It was a fantastic day for a walk in the hills above Gatehouse of Fleet, where the last year of good weather has stirred the embers of the local black grouse into a moment of relative prosperity. Whether or not this boost can be sustained by a second year of sunshine and warmth remains to be seen, but I’m certainly not complaining when reports of small packs of birds have been coming in from the huge extent of ground between Creetown and Laurieston. This is a real wild piece of countryside, and if it wasn’t for the stripes of commercial woodland, it would have been more or less unchanged by human hands for centuries.
The dog and I walked from Loch Fleet to Grobdale, stirring up red hinds from the heather and kicking grouse of both colours out from the waving torrents of white grass and flying bent. Whenever the wind relented for a second, larks catapulted themselves into the sky to sing, until an erroneous cloud of hail battered them back down to earth again.

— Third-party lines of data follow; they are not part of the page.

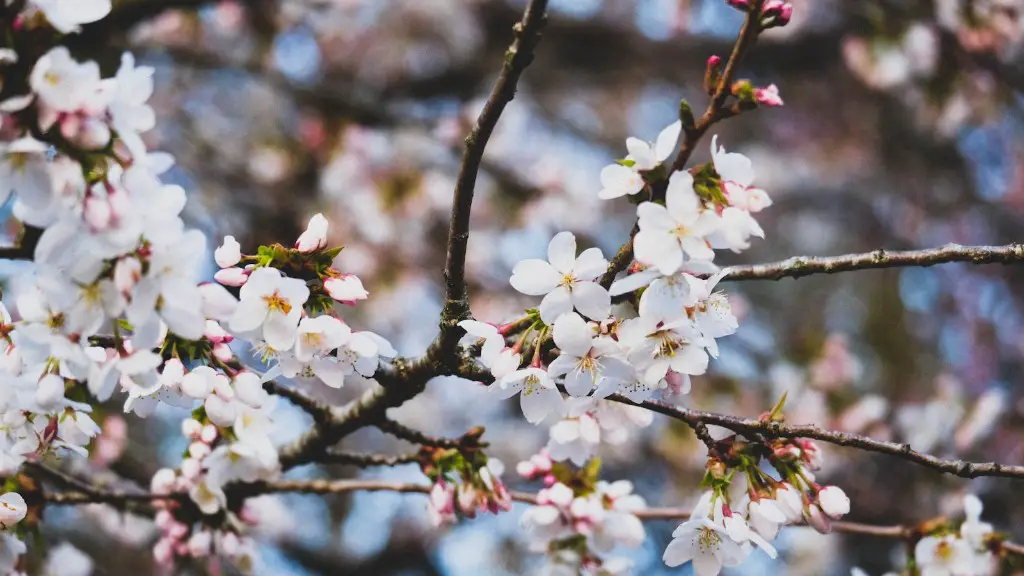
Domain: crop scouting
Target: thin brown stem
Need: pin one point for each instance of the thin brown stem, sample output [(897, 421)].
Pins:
[(518, 56)]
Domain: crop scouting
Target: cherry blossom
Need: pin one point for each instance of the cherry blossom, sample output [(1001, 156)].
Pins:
[(271, 302), (565, 281), (677, 231)]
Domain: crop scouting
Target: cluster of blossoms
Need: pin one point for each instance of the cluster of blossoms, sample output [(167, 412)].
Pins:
[(580, 527), (465, 482), (114, 302), (744, 507)]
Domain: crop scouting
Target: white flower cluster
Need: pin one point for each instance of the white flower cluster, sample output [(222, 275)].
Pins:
[(580, 531), (113, 300), (745, 508)]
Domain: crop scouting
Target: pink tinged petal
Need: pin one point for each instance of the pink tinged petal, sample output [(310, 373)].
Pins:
[(561, 365), (590, 264), (681, 200), (557, 302), (592, 300), (279, 330), (707, 565), (329, 371), (633, 282), (659, 250), (572, 335), (690, 360), (654, 217), (731, 166), (696, 248), (667, 140), (561, 252), (231, 277), (535, 277), (679, 551), (541, 403), (249, 315), (641, 153), (579, 383), (617, 180)]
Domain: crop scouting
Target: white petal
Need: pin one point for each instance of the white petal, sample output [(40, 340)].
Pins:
[(557, 302), (535, 277), (572, 334), (561, 252), (592, 300)]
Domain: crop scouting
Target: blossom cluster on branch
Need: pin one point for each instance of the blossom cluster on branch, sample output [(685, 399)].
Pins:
[(114, 309)]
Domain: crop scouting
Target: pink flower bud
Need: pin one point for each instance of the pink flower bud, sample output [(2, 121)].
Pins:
[(231, 276), (314, 238), (164, 520), (209, 434), (768, 96), (163, 551), (199, 450), (228, 253), (834, 501), (97, 212), (525, 469), (817, 520), (177, 531), (199, 543), (190, 428), (163, 481), (346, 289), (127, 273), (192, 468)]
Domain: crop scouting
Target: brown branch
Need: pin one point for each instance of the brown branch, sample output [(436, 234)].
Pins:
[(715, 112), (347, 486), (798, 266), (321, 411), (404, 433), (369, 460), (518, 56), (777, 429)]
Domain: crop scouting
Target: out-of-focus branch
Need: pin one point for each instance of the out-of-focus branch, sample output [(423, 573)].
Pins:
[(778, 429), (369, 460), (697, 419), (691, 134), (25, 249), (518, 56), (806, 265), (347, 486), (402, 432)]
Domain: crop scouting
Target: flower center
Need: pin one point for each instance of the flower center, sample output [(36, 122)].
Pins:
[(708, 539), (275, 301), (529, 384)]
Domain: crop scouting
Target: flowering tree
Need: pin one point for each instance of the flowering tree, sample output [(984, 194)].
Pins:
[(113, 309)]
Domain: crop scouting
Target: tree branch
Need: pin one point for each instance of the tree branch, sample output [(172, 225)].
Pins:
[(347, 486), (798, 266), (777, 429), (518, 56)]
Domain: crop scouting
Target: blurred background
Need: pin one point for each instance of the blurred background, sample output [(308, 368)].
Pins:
[(902, 128)]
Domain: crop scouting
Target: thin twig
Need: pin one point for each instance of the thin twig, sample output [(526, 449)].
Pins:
[(518, 56), (778, 429), (398, 429), (368, 460), (347, 486), (798, 266)]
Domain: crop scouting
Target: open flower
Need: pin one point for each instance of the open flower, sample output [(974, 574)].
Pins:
[(273, 302), (677, 231), (565, 281), (585, 360), (538, 395)]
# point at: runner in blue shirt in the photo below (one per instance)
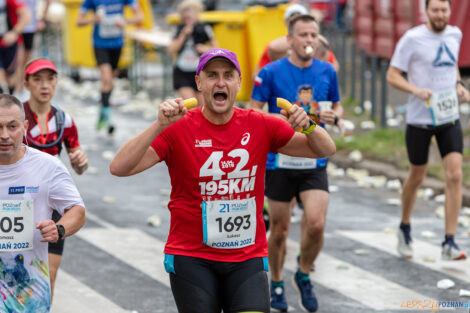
(108, 39)
(312, 84)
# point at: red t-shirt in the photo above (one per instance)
(9, 19)
(264, 58)
(43, 136)
(208, 162)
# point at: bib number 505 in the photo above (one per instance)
(7, 224)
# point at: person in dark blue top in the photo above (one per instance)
(312, 84)
(108, 39)
(192, 38)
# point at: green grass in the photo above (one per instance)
(388, 145)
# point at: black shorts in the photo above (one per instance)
(108, 56)
(28, 39)
(57, 247)
(183, 79)
(204, 286)
(418, 138)
(8, 58)
(283, 185)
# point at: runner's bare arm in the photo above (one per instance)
(463, 92)
(136, 155)
(72, 220)
(259, 106)
(317, 144)
(395, 79)
(78, 159)
(333, 115)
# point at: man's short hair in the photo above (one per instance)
(427, 2)
(7, 101)
(303, 18)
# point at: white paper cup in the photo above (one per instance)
(325, 105)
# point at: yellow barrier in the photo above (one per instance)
(78, 41)
(246, 33)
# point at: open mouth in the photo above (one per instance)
(220, 96)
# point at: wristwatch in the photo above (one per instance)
(60, 230)
(311, 128)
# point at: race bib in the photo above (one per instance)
(229, 224)
(295, 163)
(108, 27)
(444, 106)
(188, 59)
(16, 225)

There will be a great deal more to come on this promising corner of the Galloway Hills, if only because it seems to be producing black grouse with far more success than any other area of the county at the moment. While it is perhaps not a “core” of the local population such as you’d see on the Carrick border, large broods and a well-distributed mix of birds at different ages and stages makes for an encouraging picture. I’m keen to work out why this is in an attempt to transplant its success into my home in the east of the county, but yet again there is no questioning the extraordinary value of a good summer, which grows black grouse chicks as surely as it would grow a nettle.
Today was something like a reconnaissance for April when I will be out after the leks, but in a bright February sun, it was a joy to be loose in the high blue hills of home.